What should be on our plates?
It has to taste good, grow well and easily with out chemical inputs, and provide for us no matter what Mother Nature throws at us during our growing season.
Last year I had a bumper crop of strawberries, even with the late freeze the previous year which took the king berries, my Honeoye put out. Perennial fruits like these are a winner here in the sand.
I also had a bumper crop of blemish-free Honeycrisp apples. I will admit to one spraying of a well-timed dormant oil very early in the growing season, while the tree was still in blossom. That's about as chemical free with good results as I have ever gotten. My apricots (Moorpark) dropped, from the effects of the cold spring and late freezes. My pears (Seckel) put out, but I was unable to harvest them; my son disinclined and busy, did not.)

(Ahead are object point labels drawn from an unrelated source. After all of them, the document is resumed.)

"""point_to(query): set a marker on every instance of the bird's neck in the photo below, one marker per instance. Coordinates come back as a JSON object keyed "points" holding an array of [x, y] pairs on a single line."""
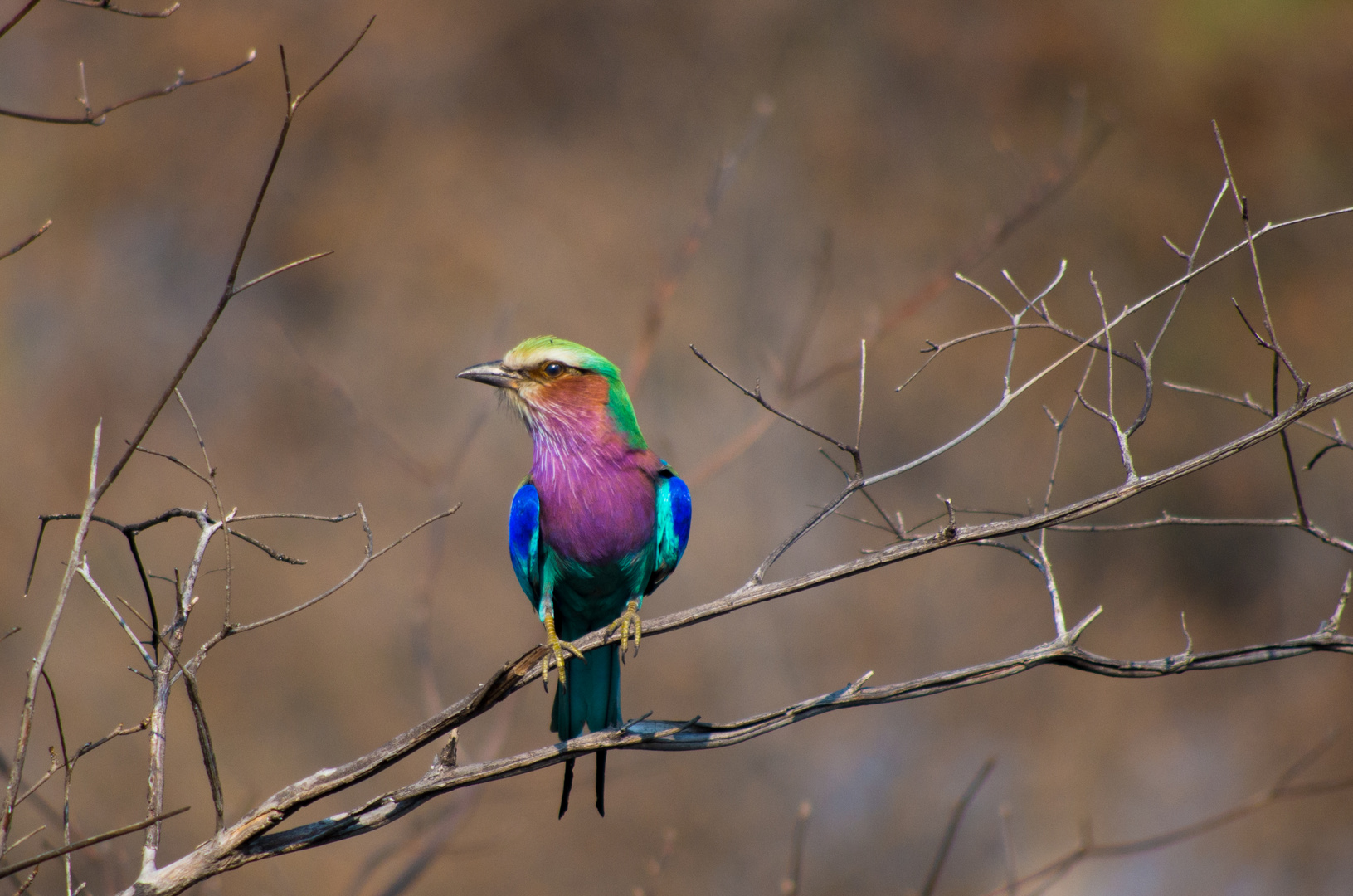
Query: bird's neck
{"points": [[596, 486]]}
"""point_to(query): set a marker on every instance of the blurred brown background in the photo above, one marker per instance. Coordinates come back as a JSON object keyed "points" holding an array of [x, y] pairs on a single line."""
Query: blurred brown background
{"points": [[490, 171]]}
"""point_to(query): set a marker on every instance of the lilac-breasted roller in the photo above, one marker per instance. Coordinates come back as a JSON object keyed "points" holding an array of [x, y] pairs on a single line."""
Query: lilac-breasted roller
{"points": [[598, 524]]}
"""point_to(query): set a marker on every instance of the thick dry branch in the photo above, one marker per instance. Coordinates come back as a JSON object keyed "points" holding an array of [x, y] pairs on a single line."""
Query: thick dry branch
{"points": [[98, 118], [251, 840], [1168, 519], [645, 734]]}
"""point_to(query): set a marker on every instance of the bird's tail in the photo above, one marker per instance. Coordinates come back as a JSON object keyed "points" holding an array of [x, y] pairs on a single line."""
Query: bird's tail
{"points": [[590, 694]]}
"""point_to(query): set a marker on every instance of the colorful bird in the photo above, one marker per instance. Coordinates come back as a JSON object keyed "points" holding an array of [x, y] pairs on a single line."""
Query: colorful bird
{"points": [[598, 524]]}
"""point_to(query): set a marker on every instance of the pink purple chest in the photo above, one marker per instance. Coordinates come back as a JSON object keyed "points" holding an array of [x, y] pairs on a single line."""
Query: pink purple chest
{"points": [[597, 503]]}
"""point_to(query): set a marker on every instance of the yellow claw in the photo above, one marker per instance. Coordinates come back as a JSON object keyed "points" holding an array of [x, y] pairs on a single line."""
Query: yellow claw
{"points": [[557, 649], [630, 621]]}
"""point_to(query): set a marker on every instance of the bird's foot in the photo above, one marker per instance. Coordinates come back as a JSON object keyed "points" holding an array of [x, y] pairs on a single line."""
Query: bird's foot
{"points": [[557, 649], [628, 623]]}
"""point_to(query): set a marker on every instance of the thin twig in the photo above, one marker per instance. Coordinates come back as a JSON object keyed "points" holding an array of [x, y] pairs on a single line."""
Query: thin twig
{"points": [[98, 118], [21, 750], [666, 287], [88, 840], [27, 240], [956, 818], [231, 291], [135, 14]]}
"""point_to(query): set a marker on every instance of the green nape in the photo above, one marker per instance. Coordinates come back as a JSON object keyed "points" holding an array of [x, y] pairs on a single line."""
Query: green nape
{"points": [[540, 348]]}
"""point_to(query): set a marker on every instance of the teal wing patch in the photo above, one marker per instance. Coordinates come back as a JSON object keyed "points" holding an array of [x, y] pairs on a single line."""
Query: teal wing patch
{"points": [[524, 540], [673, 527]]}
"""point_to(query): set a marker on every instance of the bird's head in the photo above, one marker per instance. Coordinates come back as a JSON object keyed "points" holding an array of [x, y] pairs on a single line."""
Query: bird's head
{"points": [[561, 386]]}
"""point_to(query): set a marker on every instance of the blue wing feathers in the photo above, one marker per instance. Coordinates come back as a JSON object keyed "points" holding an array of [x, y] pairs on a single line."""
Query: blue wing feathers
{"points": [[679, 497], [524, 540], [673, 528]]}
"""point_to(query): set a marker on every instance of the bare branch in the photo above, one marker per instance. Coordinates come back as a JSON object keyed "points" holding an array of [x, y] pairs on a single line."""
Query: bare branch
{"points": [[21, 750], [231, 291], [27, 240], [1282, 791], [135, 14], [98, 118], [17, 17], [367, 558], [1243, 206], [88, 840], [666, 287], [956, 818]]}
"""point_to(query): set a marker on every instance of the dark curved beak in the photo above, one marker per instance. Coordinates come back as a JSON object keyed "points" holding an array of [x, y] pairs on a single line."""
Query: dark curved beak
{"points": [[493, 374]]}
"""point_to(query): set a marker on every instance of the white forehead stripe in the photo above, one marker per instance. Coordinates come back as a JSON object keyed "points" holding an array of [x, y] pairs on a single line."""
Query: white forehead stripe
{"points": [[550, 352]]}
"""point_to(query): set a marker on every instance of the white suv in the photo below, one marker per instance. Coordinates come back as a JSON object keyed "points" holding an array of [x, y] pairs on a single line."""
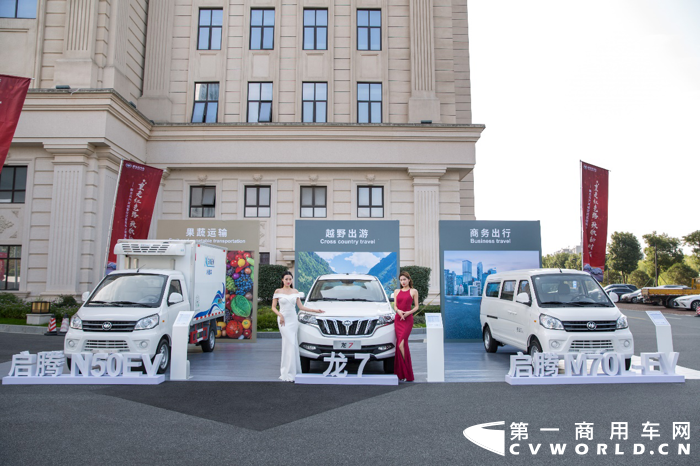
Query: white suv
{"points": [[358, 318]]}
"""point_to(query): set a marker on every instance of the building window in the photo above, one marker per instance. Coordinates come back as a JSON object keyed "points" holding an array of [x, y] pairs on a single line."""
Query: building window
{"points": [[210, 22], [257, 201], [262, 29], [369, 29], [13, 185], [202, 201], [314, 102], [206, 103], [370, 201], [23, 9], [313, 201], [315, 29], [369, 102], [259, 102], [10, 262]]}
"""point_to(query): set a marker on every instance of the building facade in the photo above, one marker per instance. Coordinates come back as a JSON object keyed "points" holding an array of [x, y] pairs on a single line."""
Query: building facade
{"points": [[273, 110]]}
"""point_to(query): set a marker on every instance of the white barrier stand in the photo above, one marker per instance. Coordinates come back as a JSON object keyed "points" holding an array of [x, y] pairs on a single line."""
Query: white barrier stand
{"points": [[664, 339], [179, 365], [436, 347]]}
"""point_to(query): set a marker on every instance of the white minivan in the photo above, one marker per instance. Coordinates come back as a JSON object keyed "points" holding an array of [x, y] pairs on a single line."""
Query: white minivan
{"points": [[552, 310]]}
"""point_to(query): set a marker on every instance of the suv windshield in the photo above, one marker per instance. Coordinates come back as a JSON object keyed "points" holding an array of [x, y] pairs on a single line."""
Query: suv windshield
{"points": [[347, 290], [140, 290], [569, 290]]}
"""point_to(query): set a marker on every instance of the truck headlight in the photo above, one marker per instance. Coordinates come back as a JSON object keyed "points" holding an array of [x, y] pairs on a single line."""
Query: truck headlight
{"points": [[385, 319], [306, 318], [622, 322], [76, 322], [147, 322], [550, 322]]}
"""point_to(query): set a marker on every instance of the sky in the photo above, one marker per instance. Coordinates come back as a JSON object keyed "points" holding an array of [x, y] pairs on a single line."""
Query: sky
{"points": [[614, 83]]}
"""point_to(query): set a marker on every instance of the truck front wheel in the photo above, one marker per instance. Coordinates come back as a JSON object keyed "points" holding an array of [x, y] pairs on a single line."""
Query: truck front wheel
{"points": [[210, 342], [164, 349]]}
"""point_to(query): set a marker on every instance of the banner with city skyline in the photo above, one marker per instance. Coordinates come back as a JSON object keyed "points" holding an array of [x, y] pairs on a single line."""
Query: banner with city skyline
{"points": [[470, 251]]}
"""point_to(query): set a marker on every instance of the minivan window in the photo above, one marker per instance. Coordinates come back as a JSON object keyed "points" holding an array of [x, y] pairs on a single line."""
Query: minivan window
{"points": [[492, 289], [569, 290], [508, 290]]}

So far, this year, the fruit trees show no inclination to bud up. They may have better communications with Mother Nature than the hard sugar maples. My father is the maple syrup maker in the group and he tells of a dismal season this year. A successful maple sap run is determined by a precise temperature fluctuation which has occurred on only a handful of days this year. Seeing the sap run was not up to expectation, he tapped those other members of the acer genus, the weedy box elders. The syrup made from box elders is not so sweet, darker, more earthy with other subtle tones. Myself, I prefer the sweeter, clearer, high notes of the syrup from sugar maples. A couple of my sisters do prefer the box elder, though. Luckily this frees up supply for my sole pint of real maple syrup. (In plentiful years, I manage to obtain a couple quarts for my larder.)
In the growing year's succession of food, next up are the chives and rhubarb. Nearly all the family have these growing in a corner somewhere. There is little need for me to provide these. Sometimes when someone moves a new start will be given. This year, I detect an interest in transplants each of us can grow in a container. I have those in abundance already growing under lights. As their farmer, transplants of basil, and tomatoes may be in big demand.